Basın mensuplarının soru sorma
hakları tabi ki önemlidir ve olmalıdır. Ancak bilhassa yabancı devlet başkanı
ve diplomatlara her akıllarına geleni sormak yerine biraz düşünerek hareket
etmeleri gerekir. Soruların önceden hazırlanıp sordurulduğu izlenimini daima
uyandırabileceği unutulmamalıdır. Yabancı diplomat ve siyasiler sorulara
muhataplarının soruları gibi bakabilirler. Bazı sorular ülkemizin itibarını
kırıcı ve küçük düşürücü de olabilir. Görüşmelerde Türk tarafını da zor duruma
düşürebilir.
Geçen hafta Roma’da G20 toplantıları
dolayısıyla ABD Başkanı Biden ve Türkiye Cumhurbaşkanı Sayın Erdoğan Dış İşleri
Bakanları ile bir araya gelip bir görüşme yaptılar. Türkiye ve ABD arasında gündemde
olan konuları ele aldılar. Bu maddeler arasında Türkiye Rusya ilişkileri
karşısında ABD’nin tavrı, FETÖ’nün Türk düşmanlığını esas alan ABD’deki yayınları,
terör örgütü YPG’ye artık destekten vazgeçilip terörün desteklenmemesi,
kronikleşmiş S400, parası ödenmiş olan F35 uçakları, F16’ların satın
alınabilmesi, Doğu Akdeniz’deki gelişmeler ve hukuk dışı Türkiye’ye baskılar,
Libya’daki durum ABD ve başkaları tarafından darbeci liderin desteklenme
yanlışı gibi konuların ele alındığı anlaşılmaktadır. Buna Batılı on
büyükelçinin hapiste olan malum iş adamının serbest bırakılma çirkin talepleri
de ilave edilebilir. On büyükelçinin desteklediği kişi, ceset yüzlü malum
işadamı Türkiye karşıtı birçok düzenlemenin arkasındaki maddi ve manevi destek
olarak tanınmaktan suçludur. Sayın Cumhurbaşkanı’nın ve Dış İşlerinin
gösterdiği tepki doğru bir tavırdır.
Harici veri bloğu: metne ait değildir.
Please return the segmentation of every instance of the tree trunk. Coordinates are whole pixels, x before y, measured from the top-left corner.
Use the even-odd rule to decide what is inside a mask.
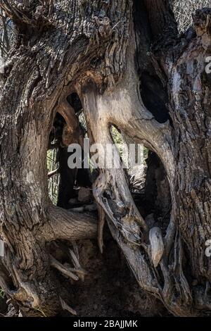
[[[170,191],[169,223],[155,231],[123,168],[100,169],[93,185],[100,228],[106,215],[138,283],[170,312],[207,313],[211,9],[197,11],[194,27],[180,37],[167,0],[25,2],[18,8],[0,2],[19,32],[0,100],[1,287],[23,314],[56,315],[60,284],[46,244],[97,236],[94,215],[56,207],[48,196],[46,158],[56,112],[79,140],[72,107],[64,106],[77,92],[91,141],[113,143],[115,125],[157,154]]]

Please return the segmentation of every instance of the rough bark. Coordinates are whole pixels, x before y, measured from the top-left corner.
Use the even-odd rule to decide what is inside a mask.
[[[144,2],[56,0],[38,8],[27,1],[17,8],[1,1],[23,32],[5,68],[0,100],[7,270],[1,285],[25,313],[54,315],[60,306],[46,243],[97,235],[94,216],[53,207],[48,198],[49,136],[56,112],[72,92],[81,99],[91,142],[113,142],[115,125],[156,153],[165,167],[172,213],[162,230],[140,215],[122,168],[100,169],[93,186],[100,213],[138,283],[174,315],[210,310],[210,261],[205,256],[211,237],[210,80],[205,73],[210,10],[197,12],[191,35],[179,37],[168,1],[153,1],[156,11]],[[72,126],[71,112],[63,111]]]

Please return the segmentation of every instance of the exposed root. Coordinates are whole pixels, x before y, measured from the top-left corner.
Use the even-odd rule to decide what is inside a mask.
[[[60,299],[62,308],[64,309],[65,311],[69,311],[70,314],[76,316],[77,312],[74,309],[72,309],[72,308],[70,307],[70,306],[68,306],[60,296],[59,297],[59,299]]]
[[[99,247],[100,251],[101,254],[103,254],[103,228],[104,228],[104,225],[105,225],[105,221],[106,221],[106,214],[105,214],[103,209],[100,206],[98,207],[98,216],[99,216],[99,220],[98,220],[98,247]]]

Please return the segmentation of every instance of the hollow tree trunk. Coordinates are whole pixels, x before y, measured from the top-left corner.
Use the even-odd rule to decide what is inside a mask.
[[[101,224],[106,214],[137,282],[171,313],[210,310],[210,10],[197,12],[194,29],[179,37],[167,0],[1,6],[21,32],[0,100],[1,286],[24,313],[55,315],[60,285],[46,244],[97,235],[94,216],[48,198],[49,132],[58,108],[77,92],[92,142],[113,142],[115,125],[157,154],[169,180],[171,219],[155,231],[123,169],[101,169],[93,187]]]

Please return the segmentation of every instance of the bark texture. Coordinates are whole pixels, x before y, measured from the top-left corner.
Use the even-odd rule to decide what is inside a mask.
[[[0,100],[1,286],[23,313],[55,315],[63,301],[46,244],[98,232],[102,249],[106,216],[144,291],[174,315],[210,314],[211,9],[197,11],[193,28],[179,36],[167,0],[0,4],[19,32]],[[159,157],[171,196],[168,224],[143,219],[122,168],[100,169],[93,185],[98,231],[94,216],[51,204],[46,156],[56,112],[71,141],[82,137],[66,100],[72,92],[92,142],[112,143],[114,125]]]

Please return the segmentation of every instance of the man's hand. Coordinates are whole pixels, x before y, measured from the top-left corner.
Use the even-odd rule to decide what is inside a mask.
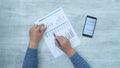
[[[40,28],[42,28],[42,27],[43,27],[43,29],[40,30]],[[35,25],[30,29],[30,31],[29,31],[29,37],[30,37],[29,48],[33,48],[33,49],[37,48],[38,42],[42,38],[45,30],[46,30],[46,28],[45,28],[44,24]]]
[[[60,45],[57,43],[55,40],[55,44],[62,50],[64,51],[69,57],[73,56],[75,51],[71,47],[71,44],[68,39],[64,38],[63,36],[57,36],[56,39],[60,42]]]

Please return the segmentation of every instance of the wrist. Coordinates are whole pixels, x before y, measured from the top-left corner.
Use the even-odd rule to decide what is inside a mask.
[[[38,42],[35,42],[35,41],[29,42],[29,48],[37,49],[37,45],[38,45]]]
[[[75,50],[72,48],[72,49],[68,50],[66,52],[66,54],[68,55],[68,57],[71,57],[71,56],[73,56],[75,54]]]

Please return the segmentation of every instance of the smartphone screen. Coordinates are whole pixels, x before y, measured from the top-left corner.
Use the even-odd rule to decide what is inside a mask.
[[[83,28],[83,36],[93,37],[95,26],[96,26],[97,18],[92,16],[87,16],[85,25]]]

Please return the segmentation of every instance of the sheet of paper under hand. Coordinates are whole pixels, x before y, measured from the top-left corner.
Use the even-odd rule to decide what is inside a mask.
[[[55,58],[64,53],[55,46],[53,33],[57,36],[64,36],[69,39],[72,47],[76,47],[80,44],[80,40],[62,8],[58,8],[43,18],[38,19],[35,24],[44,24],[45,27],[47,27],[43,38]]]

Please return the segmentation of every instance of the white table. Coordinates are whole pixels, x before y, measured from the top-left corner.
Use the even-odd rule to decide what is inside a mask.
[[[75,50],[92,68],[120,68],[119,0],[0,0],[0,68],[21,68],[34,21],[63,7],[81,45]],[[87,15],[98,18],[94,37],[82,36]],[[39,68],[73,68],[66,55],[54,59],[42,39]]]

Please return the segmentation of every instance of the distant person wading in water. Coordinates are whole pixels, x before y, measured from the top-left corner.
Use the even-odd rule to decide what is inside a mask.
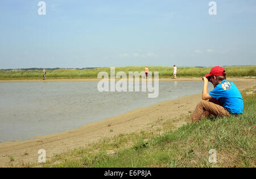
[[[44,68],[43,69],[43,80],[46,80],[46,69]]]
[[[177,74],[177,67],[176,67],[176,65],[174,65],[174,78],[176,78],[176,74]]]
[[[146,74],[146,78],[147,79],[147,74],[148,73],[148,66],[146,66],[145,68],[145,74]]]

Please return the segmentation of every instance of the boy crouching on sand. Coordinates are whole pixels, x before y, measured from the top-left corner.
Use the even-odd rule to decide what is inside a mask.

Sorunun büyümesi taraflarca önlenmiş ve
elçilerin geri gönderilmelerinden vaz geçilmiştir. Ancak unutulmamalı ki bu Batılı
ülkeler de bizim büyükelçilerimizi geri gönderebilirlerdi. Konulara iç
politikayı düşünerek ve onu tatmin edecek tavırlarla duygusal yaklaşmak iç
politika ile dış politikayı birbirine karıştırmaktır. Türkiye, anlaşılan daha önce
bazı yanlışlar yaparak bu Batılı ülkeleri cesaretlendirmiş ve yapacakları
baskıdan sonuç alacakları yanlışına sürüklemiştir.
Eğer siz
Almanya adına çalışan Türk asıllı görevliyi hapisten çıkarıp gönderirseniz ve
daha sonra ABD’li papazı baskı ile serbest bırakma yanlışlarını yaparsanız,
ülkenin bu konudaki haklı tepkilerini yıpratır birtakım beklentilere yol
açarsınız.
Basın
mensuplarımız korku ve çekinmeyi ve zihinlere yerleşmiş peşinen yanlış
olduğumuzu var sayarak soru sormaktan vaz geçmelidirler. Aslında basında çok
değerli dış politika görüşüne sahip ilgili isimler de vardır. Bu basın
mensuplarının gerekli uyarıları yapmalarına ihtiyaç vardır. Muhabirler yabancı
yetkilileri medeni usuller içinde zor duruma düşürmek yerine Türkiye’ye yapılan
haksız suçlamaları kabullenmiş gibi davranmamalıdırlar. Türkiye’nin sanki
tavize hazır intibarını uyandırmamalıdırlar. Soru sordukları yabancı yetkililer
ve ülkelerinin Türkiye ile ilişkileri konusunda yeterli ön bilgiye sahip
olmalarına ihtiyaç vardır.
Başkan
Biden’e sorulan F16’ları satacak mısınız, paramızla aldığımız F35 uçaklarına
müsaade edecek misiniz benzeri sorular hiç de uygun değildir. Bu ve benzerleri
yabancıların yanlış kanaat edinmelerine yol açabilir. Yabancı basının yapmadığı
ve çok dikkatli olduğu soruları bizim sormamız yanlış sonuçlar doğurmaktadır.
Çoğu yanlış soruların yerini itibar kaybettirmeyici sorular almalıdır.